Position Name email office hours office location
Instructor Tiffany Timbers tiffany.timbers@stat.ubc.ca TBD ESB 3152
Teaching Assistant TBD
Teaching Assistant TBD

Assessment

Deliverable % grade
Lecture worksheets 5
Tutorial problem sets 15
Group project 15
Peer-review of other groups projects 5
Two quizzes 20
Final Exam 40

Schedule

Week Topic Description
1 Chapter 1: Introduction to Data Science Learn to use the R programming language and Jupyter notebooks as you walk through a real world Data Science application that includes downloading data from the web, wrangling the data into a useable format and creating an effective data visualization.
2 Chapter 2: Reading in data locally and from the web Learn to read in various cases of data sets locally and from the web. Once read in, these data sets will be used to walk through a real world Data Science application that includes wrangling the data into a useable format and creating an effective data visualization.
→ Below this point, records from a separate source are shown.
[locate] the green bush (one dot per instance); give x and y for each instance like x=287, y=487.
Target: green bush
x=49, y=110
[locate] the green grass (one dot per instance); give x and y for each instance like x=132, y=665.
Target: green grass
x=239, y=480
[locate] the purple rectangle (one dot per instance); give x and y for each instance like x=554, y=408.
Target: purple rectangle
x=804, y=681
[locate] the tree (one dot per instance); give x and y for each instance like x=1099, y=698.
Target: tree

3 Chapter 3: Cleaning and wrangling data This week will be centered around tools for cleaning and wrangling data. Again, this will be in the context of a real world Data Science application and we will continue to practice working through a whole case study that includes downloading data from the web, wrangling the data into a useable format and creating an effective data visualization.
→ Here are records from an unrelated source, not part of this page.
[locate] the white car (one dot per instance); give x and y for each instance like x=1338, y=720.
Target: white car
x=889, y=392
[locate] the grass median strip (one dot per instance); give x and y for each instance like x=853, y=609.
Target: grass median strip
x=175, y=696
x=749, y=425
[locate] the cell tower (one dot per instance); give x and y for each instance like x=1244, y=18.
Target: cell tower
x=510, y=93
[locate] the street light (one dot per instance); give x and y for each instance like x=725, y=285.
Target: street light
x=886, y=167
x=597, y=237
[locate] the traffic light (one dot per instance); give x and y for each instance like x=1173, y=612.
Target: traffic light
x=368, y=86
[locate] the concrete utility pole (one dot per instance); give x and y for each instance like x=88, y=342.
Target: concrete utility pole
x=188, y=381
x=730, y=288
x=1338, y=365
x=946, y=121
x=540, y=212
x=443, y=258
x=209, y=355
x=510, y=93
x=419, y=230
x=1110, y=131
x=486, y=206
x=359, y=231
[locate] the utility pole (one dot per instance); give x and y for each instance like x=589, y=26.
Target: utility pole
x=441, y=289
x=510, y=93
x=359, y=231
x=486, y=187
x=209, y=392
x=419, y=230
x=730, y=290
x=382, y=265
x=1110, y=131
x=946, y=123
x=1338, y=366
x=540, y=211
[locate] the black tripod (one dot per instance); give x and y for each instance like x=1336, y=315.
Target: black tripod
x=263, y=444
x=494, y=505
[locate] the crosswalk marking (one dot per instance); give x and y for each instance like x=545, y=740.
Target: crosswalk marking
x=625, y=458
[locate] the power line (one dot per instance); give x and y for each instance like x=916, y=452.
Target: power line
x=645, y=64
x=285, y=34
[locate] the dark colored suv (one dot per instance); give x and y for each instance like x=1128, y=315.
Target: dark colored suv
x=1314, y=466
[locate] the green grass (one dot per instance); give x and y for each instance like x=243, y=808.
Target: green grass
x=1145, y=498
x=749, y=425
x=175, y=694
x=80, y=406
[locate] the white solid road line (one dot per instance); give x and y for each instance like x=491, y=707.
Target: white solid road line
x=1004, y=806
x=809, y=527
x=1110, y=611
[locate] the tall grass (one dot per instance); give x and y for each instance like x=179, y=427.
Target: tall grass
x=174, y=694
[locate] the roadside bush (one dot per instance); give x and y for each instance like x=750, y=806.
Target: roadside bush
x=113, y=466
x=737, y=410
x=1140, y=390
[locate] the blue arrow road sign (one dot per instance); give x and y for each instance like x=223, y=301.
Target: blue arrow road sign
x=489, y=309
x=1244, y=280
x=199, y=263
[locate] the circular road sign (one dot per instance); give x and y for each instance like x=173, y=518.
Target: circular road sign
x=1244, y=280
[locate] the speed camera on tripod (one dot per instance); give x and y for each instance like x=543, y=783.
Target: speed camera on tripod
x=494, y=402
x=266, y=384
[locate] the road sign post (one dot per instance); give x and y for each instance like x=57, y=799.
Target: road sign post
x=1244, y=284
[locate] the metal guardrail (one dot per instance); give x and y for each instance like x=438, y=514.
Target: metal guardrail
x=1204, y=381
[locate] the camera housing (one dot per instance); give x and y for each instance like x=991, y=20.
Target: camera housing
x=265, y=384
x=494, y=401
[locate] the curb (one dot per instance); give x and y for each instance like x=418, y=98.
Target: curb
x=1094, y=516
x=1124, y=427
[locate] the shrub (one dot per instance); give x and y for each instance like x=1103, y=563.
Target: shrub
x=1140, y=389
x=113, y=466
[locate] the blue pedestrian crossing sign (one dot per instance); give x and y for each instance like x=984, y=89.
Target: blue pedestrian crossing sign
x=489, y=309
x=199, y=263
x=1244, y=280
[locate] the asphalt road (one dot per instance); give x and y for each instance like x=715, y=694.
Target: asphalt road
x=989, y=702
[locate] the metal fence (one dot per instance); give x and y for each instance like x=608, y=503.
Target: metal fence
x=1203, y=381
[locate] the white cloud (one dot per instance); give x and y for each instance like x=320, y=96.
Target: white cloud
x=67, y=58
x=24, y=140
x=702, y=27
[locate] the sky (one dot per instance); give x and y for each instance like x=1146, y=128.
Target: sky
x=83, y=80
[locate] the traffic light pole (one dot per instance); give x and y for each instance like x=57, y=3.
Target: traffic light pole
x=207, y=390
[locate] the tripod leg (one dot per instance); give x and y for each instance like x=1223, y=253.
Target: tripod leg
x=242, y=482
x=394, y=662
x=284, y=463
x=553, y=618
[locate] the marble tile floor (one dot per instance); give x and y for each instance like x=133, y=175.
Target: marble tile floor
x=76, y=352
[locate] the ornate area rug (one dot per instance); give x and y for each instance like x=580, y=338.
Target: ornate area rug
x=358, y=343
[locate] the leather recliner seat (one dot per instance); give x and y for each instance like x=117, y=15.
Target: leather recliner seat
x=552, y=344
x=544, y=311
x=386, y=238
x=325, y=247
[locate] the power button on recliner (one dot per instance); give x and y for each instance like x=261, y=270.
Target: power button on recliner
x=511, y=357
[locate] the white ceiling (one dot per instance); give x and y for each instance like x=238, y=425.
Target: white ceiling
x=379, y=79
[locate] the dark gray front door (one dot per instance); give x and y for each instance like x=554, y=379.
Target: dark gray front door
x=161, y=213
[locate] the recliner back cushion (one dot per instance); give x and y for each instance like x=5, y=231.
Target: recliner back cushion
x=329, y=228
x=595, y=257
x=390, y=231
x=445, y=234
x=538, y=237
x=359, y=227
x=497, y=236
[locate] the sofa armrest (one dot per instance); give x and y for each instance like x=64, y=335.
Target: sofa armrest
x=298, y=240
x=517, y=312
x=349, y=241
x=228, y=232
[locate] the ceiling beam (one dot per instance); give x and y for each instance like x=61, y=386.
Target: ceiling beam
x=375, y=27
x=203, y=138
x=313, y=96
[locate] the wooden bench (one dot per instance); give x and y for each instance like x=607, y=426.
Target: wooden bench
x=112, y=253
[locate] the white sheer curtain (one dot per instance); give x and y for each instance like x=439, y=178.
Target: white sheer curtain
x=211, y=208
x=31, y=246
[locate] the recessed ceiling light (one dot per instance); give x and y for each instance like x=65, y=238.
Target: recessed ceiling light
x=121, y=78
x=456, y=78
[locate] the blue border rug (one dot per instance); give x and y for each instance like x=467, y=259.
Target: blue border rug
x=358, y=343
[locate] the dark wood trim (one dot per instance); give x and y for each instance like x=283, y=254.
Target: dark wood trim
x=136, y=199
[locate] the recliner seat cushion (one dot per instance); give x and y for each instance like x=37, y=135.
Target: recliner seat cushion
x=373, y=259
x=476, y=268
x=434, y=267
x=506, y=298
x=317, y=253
4 Chapter 4: Effective data visualization Expand your data visualization knowledge and tool set beyond what we have seen and practiced so far. We will move beyond scatter plots and learn other effective ways to visualize data, as well as some general rules of thumb to follow when creating visualations. All visualization tasks this week will be applied to real world data sets. Again, this will be in the context of a real world Data Science application and we will continue to practice working through a whole case study that includes downloading data from the web, wrangling the data into a useable format and creating an effective data visualization.
5 Transition week Quiz #1
6 Chapter 5: Classification Introduction to classification using K-nearest neighbours (k-nn)
7 Chapter 6: Classification, continued Classification continued
8 Chapter 7: Clustering Introduction to clustering using K-means
9 Transition week Quiz 2
10 Chapter 8: Regression Introduction to regression using K-nearest neighbours (k-nn). We will focus on prediction in cases where there is a response variable of interest and a single explanatory variable.
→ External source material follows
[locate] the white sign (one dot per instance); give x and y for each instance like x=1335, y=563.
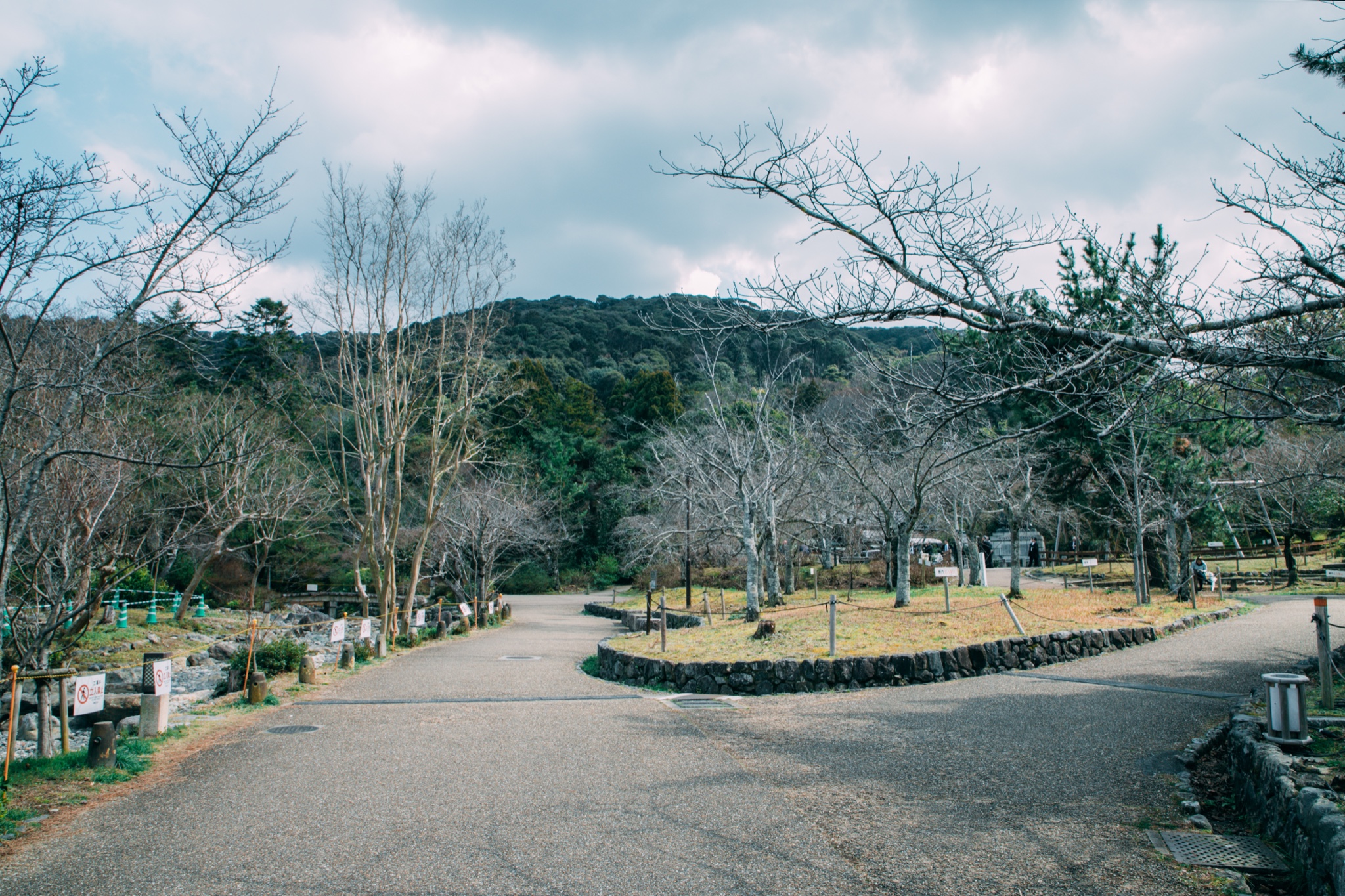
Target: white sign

11 Chapter 9: Regression, continued Continued explortion of k-nn regression in higher dimensions. We will also begin to compare k-nn to linear models in the context of regression.
12 Chapter 10: Bootstrap applied to regression This week will introduce the bootstrap, first by visualizing bootstrap samples and their fitted regression lines for cases where there is a response variable of interest and a single explanatory variable. An intuitive case will be made for what the ensemble of slopes represents, Then we work through examples from multiple regression, emphasizing the scientific interpretation and relevance of the mix of negative/positive slopes. We will emphasize that this is a jumping off point for the study of statistical inference.